Friday, October 2, 2015

In Tijuana/Rosarito

Walked around town like a wired zombie. Couldn't sleep for anything last night, decided to spend tonight at our old apartment in Rosarito, where there is an autumn chill in the air & a few hundred less cabs & busses & motorcycles racing in the streets.

A real find. The TJ in China Project Space, a nice whitewall gallery competing for slickness with its much more commercial neighbors. The project, started by Tijuana artists Mely Barragan & Daniel Ruanova, puts the city's artists into an international context by exhibiting them with Chinese & other artists in a Beijing space hosted by Ai Weiwei.

As artist & TJ in China collective member Talia Perez explained to me, they are  following a "Glocal" model, thinking globally on a local scale.

The current show in the Avenida Revolucion space is heavy on conceptual art strategies, applying the methods of science & surveillance technology to a transformational reading of cinema and robotics. For instance, Monterey - based artist Ernesto Walker randomly sets a minature robot on a Mars Voyager-like trek about the space via remote control. A very fun & mystifying exhibit, the best I've seen since I got here.

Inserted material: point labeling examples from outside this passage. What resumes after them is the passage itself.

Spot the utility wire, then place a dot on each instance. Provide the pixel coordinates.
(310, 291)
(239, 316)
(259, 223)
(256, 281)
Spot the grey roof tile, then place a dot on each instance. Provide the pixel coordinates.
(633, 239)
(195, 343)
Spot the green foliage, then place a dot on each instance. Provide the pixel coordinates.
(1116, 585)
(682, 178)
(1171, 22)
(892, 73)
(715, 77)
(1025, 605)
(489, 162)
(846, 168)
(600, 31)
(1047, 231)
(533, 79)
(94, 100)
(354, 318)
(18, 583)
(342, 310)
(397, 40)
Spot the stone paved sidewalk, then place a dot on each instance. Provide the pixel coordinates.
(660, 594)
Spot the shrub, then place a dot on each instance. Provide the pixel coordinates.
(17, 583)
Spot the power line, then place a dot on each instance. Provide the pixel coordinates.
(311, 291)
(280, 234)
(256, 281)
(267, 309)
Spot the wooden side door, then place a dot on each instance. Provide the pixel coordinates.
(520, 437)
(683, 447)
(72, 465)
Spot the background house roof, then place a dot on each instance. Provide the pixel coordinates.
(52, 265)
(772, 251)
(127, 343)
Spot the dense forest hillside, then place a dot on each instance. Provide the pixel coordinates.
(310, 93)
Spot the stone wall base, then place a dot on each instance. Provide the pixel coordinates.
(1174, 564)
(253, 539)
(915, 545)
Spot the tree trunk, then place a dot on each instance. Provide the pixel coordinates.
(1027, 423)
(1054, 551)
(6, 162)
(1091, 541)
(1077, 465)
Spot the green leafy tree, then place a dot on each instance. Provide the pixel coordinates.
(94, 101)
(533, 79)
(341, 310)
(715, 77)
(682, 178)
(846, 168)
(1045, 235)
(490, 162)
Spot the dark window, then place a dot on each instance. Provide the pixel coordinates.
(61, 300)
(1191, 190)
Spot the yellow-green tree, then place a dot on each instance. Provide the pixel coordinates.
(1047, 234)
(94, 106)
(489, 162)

I first came across Tijuana art through projects launched in the eighties, a kind of confrontational conceptualism that set out to show Californians just how Mexican their roots are. Talia Perez agreed that you don't see a lot of that kind of art in Tijuana, mostly because younger artists have little sense of recent art history. She pointed out that galleries like 206 Arte Contemporaneo & Blastula are trying to raise the level of discourse by holding talks & workshops on art history & criticism.

Heading back to TJ tomorrow for Turista Libre's bus tour of sites participating in the First International Photography Festival Tijuana. Should be fun. I should be well-rested.